As decided during the consulting stage, ScienceSoft installed in the Customer’s lab Hortonworks Data Platform consisting of the following components:

  • Core Hadoop platform (Hadoop Distributed File System and Hadoop MapReduce)
  • Apache Hive (data warehouse software built on top of HDFS)
  • Apache Hadoop YARN (a resource manager and a job scheduler)
  • Apache Ambari (Hadoop management and administration service)
  • Apache Oozie (a workflow processor)
  • Apache Spark (a data processing engine)
  • Apache Pig (an ETL scripting platform)
  • Apache Zeppelin (a notebook for analytics)
  • Apache Ranger (a framework for ensuring the Hadoop cluster’s security)
  • Anaconda (a platform for data science and machine learning tasks)
  • Apache ZooKeeper (a framework that enables synchronization across the Hadoop cluster)
  • The Jupyter Notebook.

Support

Our team ensured the fast adoption of the lab. After deployment, our consultants conducted a number of remote assistance sessions, where we explained in detail how each component of the data platform should work.

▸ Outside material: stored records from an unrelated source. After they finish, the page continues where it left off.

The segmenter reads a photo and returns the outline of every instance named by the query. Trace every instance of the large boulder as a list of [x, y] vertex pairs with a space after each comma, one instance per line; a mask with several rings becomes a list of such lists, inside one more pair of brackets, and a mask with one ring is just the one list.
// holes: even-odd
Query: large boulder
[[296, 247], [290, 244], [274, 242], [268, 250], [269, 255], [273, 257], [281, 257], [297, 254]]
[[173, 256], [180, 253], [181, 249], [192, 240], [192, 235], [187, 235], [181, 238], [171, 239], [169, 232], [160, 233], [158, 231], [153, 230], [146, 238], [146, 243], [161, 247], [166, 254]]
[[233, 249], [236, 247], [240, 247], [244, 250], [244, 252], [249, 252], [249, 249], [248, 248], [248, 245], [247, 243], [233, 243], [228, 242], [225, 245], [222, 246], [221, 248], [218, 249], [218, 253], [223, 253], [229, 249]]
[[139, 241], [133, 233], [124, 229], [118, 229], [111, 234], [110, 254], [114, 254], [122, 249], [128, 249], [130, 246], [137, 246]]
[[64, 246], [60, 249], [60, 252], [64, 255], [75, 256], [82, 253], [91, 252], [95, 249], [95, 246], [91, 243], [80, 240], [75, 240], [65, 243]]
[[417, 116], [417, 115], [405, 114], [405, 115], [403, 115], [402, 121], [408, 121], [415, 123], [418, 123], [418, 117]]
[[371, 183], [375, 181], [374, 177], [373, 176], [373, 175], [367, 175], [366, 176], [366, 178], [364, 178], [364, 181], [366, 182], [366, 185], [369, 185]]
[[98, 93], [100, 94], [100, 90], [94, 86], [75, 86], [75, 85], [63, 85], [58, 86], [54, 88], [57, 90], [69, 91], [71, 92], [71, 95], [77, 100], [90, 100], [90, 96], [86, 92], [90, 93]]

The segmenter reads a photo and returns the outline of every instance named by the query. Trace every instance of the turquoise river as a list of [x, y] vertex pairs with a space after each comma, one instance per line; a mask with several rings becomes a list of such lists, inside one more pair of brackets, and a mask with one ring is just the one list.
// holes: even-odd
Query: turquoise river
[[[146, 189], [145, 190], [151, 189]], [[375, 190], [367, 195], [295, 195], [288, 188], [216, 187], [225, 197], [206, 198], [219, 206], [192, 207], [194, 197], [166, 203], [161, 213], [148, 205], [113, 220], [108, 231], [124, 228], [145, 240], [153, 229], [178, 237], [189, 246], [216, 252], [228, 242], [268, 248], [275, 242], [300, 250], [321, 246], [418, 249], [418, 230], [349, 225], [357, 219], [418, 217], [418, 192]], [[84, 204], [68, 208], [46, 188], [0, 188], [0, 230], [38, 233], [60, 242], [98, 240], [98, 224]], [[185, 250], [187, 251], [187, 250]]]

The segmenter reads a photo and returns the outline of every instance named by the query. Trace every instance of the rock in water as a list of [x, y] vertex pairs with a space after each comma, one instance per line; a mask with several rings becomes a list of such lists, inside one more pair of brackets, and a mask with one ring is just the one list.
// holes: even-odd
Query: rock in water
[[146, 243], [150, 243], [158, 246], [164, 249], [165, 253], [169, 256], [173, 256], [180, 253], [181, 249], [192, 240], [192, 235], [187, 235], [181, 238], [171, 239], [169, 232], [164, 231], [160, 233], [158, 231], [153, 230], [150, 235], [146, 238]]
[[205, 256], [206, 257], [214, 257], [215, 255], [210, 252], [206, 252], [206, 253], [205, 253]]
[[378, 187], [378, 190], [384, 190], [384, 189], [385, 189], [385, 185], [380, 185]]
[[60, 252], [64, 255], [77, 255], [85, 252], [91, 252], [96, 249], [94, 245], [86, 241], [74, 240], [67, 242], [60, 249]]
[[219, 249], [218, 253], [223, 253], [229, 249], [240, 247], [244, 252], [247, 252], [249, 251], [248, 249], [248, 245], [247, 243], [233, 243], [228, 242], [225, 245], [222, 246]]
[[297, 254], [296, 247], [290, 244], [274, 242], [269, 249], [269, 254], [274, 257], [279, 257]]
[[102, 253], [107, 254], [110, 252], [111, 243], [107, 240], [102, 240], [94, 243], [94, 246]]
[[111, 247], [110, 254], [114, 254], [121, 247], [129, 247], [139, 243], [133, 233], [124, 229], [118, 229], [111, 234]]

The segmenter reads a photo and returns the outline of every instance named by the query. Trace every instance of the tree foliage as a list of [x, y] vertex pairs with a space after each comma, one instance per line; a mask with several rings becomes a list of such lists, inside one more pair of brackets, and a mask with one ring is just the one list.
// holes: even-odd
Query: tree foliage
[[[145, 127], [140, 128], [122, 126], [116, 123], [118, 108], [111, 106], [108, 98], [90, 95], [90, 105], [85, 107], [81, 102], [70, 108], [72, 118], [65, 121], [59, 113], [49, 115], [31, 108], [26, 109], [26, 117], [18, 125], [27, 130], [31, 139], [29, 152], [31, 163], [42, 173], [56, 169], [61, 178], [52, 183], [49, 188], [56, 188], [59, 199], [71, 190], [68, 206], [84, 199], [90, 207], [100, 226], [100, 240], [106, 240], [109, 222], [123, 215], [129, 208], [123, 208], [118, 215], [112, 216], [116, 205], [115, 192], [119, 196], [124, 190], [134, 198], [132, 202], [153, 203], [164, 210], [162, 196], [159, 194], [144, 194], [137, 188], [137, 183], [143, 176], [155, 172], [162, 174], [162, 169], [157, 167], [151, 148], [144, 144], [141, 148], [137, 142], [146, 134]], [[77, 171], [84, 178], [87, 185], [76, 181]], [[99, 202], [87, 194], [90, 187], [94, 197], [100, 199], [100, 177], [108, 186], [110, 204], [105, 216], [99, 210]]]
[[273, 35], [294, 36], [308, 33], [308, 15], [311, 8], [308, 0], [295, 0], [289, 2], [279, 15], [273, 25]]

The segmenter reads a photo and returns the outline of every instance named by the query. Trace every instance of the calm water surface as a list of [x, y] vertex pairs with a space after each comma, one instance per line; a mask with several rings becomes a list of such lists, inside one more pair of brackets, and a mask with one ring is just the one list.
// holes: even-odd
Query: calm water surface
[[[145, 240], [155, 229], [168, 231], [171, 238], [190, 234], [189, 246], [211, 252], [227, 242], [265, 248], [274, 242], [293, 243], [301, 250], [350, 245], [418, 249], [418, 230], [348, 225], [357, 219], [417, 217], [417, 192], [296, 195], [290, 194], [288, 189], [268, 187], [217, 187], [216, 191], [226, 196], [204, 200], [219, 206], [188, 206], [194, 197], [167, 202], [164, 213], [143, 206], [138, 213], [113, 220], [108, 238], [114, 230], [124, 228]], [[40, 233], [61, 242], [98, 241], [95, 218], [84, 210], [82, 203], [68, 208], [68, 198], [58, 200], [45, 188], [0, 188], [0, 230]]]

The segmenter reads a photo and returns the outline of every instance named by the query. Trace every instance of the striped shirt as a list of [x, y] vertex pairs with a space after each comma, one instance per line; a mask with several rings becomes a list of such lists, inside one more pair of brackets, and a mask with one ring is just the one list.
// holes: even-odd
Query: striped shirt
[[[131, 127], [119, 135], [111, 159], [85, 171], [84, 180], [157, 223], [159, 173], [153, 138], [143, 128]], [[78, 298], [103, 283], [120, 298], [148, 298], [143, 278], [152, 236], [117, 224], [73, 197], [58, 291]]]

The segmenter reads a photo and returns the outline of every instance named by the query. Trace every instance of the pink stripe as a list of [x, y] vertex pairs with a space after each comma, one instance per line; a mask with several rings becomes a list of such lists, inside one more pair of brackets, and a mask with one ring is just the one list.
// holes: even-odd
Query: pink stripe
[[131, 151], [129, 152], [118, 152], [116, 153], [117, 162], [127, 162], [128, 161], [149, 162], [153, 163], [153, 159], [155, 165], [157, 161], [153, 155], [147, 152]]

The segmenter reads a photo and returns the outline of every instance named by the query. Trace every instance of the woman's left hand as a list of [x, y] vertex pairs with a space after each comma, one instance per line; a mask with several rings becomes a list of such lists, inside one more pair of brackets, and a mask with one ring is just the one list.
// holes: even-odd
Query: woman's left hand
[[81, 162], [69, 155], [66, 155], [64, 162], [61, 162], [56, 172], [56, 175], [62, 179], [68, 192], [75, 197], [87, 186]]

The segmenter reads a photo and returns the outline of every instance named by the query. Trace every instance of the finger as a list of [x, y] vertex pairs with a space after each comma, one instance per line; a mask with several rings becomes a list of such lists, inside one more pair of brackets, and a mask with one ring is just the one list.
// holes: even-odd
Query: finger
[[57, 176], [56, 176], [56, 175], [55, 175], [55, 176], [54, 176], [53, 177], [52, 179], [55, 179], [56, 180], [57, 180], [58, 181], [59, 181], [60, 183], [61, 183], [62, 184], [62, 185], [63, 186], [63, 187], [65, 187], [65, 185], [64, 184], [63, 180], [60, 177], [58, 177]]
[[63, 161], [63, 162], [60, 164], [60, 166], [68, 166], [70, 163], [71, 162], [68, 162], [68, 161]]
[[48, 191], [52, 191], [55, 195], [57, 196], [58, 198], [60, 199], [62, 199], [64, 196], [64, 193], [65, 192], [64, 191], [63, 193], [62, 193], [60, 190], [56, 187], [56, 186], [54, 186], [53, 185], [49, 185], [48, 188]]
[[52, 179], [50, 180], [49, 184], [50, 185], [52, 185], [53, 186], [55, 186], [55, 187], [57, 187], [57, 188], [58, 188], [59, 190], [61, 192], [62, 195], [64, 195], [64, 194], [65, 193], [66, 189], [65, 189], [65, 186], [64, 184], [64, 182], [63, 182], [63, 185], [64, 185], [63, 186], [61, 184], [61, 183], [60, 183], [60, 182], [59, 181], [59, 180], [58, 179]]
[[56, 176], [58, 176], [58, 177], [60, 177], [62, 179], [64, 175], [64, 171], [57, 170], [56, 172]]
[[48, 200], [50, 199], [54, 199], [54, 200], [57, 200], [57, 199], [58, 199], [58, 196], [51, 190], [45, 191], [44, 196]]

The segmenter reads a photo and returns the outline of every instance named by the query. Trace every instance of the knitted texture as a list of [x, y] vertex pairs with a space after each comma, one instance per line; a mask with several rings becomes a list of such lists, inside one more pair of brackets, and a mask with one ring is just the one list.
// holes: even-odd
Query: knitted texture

ScienceSoft also created guides explaining how to work with the technologies (how to create a user, a workspace for a student, etc.).

As the lab is designed for training, there’s a good chance that something can go wrong. This is why ScienceSoft provided the Customer with a step-by-step instruction on how to re-install the software without involving our team or any other third party.

Results

The Customer got a smoothly functioning on-premises Hadoop lab that serves a valuable source of practical knowledge for their students. Thanks to the training organized by ScienceSoft, the Customer has quickly understood the role of every technology that makes part of the Hadoop lab and is ready to use them accordingly.

Technologies and Tools

Hadoop Distributed File System, Hadoop MapReduce, Apache Hive, Apache Hadoop YARN, Apache Ambari, Apache Oozie, Apache Spark, Apache Pig, Apache Zeppelin, Apache Ranger, Anaconda, Apache ZooKeeper, the Jupyter Notebook.